Pietro Orlandi, il fratello di Emanuela che da 40 anni cerca la verità, rilanciò sul suo account Facebook l'intervista con queste parole: "Quella che fino a poco tempo fa potevamo indicare solo come fonte ora ha nome e cognome".
Il racconto di Viganò fornisce nomi e cognomi, luoghi e anche alcune valutazioni personali. Come quella che il cosiddetto "americano", la persona che telefonava in Vaticano per aprire una trattativa con l'allora Segretario di Stato, il cardinale Agostino Casaroli, potesse essere in realtà un maltese.
Secondo la ricostruzione di Viganò, la stessa sera della scomparsa di Emanuela Orlandi, il 22 giugno 1983, intorno alle 20, nemmeno due ore dopo che la ragazza era stata vista uscire dalla scuola di musica a Sant'Apollinare, uno sconosciuto chiamò il Vaticano e chiese di parlare con Casaroli che però era in viaggio, in Polonia, con Giovanni Paolo II. La telefonata arrivò poi alla sala stampa vaticana. "Erano circa le 20, o forse più tardi, quando ricevetti una telefonata da padre Romeo Panciroli, allora direttore della sala stampa vaticana, il quale mi annunciò che era giunta, appunto alla sala stampa, una telefonata anonima che annunciava che Emanuela Orlandi era stata rapita. Padre Panciroli mi disse che mi avrebbe inviato immediatamente via fax un testo con il contenuto della telefonata". Quel testo, secondo Viganò, "deve essere nell'archivio della segreteria di Stato e non so se fu mai dato agli inquirenti italiani". Poi Viganò cita alcuni ecclesiastici che potrebbero essere informati su una presunta trattativa riservata che il cardinale Casaroli avrebbe condotto con coloro che sostenevano di avere nelle loro mani la giovane Emanuela.

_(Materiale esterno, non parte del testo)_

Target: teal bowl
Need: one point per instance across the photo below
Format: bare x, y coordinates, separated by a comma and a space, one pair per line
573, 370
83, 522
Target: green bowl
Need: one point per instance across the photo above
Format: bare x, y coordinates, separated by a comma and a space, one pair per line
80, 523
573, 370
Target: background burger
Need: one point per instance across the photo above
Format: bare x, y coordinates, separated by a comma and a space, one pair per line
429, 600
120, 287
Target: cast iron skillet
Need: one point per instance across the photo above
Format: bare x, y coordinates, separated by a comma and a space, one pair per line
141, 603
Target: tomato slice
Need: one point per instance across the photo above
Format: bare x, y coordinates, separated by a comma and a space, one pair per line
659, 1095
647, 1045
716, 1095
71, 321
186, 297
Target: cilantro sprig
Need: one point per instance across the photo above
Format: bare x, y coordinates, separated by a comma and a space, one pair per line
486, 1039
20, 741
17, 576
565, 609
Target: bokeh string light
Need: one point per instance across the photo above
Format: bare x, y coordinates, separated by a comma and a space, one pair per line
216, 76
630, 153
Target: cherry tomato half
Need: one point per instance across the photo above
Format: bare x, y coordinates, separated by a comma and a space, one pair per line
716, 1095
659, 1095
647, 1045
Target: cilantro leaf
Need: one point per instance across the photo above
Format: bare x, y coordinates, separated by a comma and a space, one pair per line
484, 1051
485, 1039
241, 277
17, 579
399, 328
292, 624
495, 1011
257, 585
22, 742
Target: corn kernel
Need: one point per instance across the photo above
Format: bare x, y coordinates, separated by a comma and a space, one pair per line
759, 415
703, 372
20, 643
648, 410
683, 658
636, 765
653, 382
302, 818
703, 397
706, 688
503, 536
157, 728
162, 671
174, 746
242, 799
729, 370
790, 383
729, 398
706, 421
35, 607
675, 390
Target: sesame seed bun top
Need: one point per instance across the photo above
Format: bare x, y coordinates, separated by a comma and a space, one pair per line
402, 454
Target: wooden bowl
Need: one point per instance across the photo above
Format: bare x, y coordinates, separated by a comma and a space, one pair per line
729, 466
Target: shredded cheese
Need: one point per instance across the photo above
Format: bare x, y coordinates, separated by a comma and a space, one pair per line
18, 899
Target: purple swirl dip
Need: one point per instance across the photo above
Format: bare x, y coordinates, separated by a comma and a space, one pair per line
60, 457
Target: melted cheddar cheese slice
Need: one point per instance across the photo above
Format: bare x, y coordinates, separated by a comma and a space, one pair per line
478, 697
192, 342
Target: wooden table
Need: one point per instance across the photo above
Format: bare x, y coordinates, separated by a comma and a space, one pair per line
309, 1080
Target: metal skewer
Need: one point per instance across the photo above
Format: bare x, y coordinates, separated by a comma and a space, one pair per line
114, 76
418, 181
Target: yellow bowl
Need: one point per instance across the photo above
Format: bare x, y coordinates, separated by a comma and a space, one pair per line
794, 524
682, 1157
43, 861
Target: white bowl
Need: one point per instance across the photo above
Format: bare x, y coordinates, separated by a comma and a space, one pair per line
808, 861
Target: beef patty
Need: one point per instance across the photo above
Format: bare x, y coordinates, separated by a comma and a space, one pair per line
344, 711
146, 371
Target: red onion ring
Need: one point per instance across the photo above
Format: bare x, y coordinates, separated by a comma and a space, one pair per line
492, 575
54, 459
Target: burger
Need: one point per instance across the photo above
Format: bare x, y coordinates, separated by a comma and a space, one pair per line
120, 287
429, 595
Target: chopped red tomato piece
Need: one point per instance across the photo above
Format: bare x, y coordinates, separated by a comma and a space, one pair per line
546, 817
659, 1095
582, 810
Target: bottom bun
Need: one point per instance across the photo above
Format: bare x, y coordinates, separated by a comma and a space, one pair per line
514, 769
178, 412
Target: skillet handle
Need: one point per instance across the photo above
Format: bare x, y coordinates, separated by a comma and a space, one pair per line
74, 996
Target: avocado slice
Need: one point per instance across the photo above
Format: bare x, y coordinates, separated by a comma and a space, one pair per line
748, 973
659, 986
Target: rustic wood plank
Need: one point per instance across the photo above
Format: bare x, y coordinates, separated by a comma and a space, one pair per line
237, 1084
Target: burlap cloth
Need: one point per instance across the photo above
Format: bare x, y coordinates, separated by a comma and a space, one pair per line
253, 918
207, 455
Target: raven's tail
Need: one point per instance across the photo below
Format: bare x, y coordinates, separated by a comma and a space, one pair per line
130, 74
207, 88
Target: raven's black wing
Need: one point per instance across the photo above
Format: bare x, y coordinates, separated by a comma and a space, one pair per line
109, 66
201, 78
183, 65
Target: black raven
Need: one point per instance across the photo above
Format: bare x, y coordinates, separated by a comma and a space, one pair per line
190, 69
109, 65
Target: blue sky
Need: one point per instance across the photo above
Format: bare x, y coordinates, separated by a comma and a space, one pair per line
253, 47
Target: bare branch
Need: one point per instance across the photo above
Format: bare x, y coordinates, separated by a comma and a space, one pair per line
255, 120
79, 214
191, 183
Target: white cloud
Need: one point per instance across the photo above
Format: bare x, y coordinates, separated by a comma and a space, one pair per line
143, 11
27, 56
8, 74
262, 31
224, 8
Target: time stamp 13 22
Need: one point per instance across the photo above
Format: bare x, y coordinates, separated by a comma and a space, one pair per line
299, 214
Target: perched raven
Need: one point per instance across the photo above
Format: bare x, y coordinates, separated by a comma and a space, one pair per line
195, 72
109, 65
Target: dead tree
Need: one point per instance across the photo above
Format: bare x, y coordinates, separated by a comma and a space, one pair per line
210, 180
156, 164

"Su questo punto potrebbe sapere qualcosa monsignor Pier Luigi Celata, che era il suo segretario di fiducia", rivela Viganò.
Viganò aveva già rivelato questi fatti alla famiglia Orlandi già nella primavera del 2018, fa sapere Laura Sgrò, l'avvocato di Pietro Orlandi. Quei racconti furono riferiti alle autorità vaticane, garantendo a Viganò, come aveva chiesto, l'anonimato.
"Chiesi di fare delle verifiche sulle persone presenti in Segreteria di Stato quella sera del 22 giugno 1983 ma quella richiesta non ebbe alcun seguito". Per l'avvocato "sarebbe stato, infatti, chiaro, accertata l'esistenza di quella chiamata alla sala stampa vaticana a pochissime ore dalla sparizione di Emanuela, che l'interlocutore dei rapitori non erano gli Orlandi ma la Santa Sede. Non mi risulta sia stata fatta la verifica richiesta. Confido nella coscienza - conclude Sgrò - di chi era presente in quelle ore".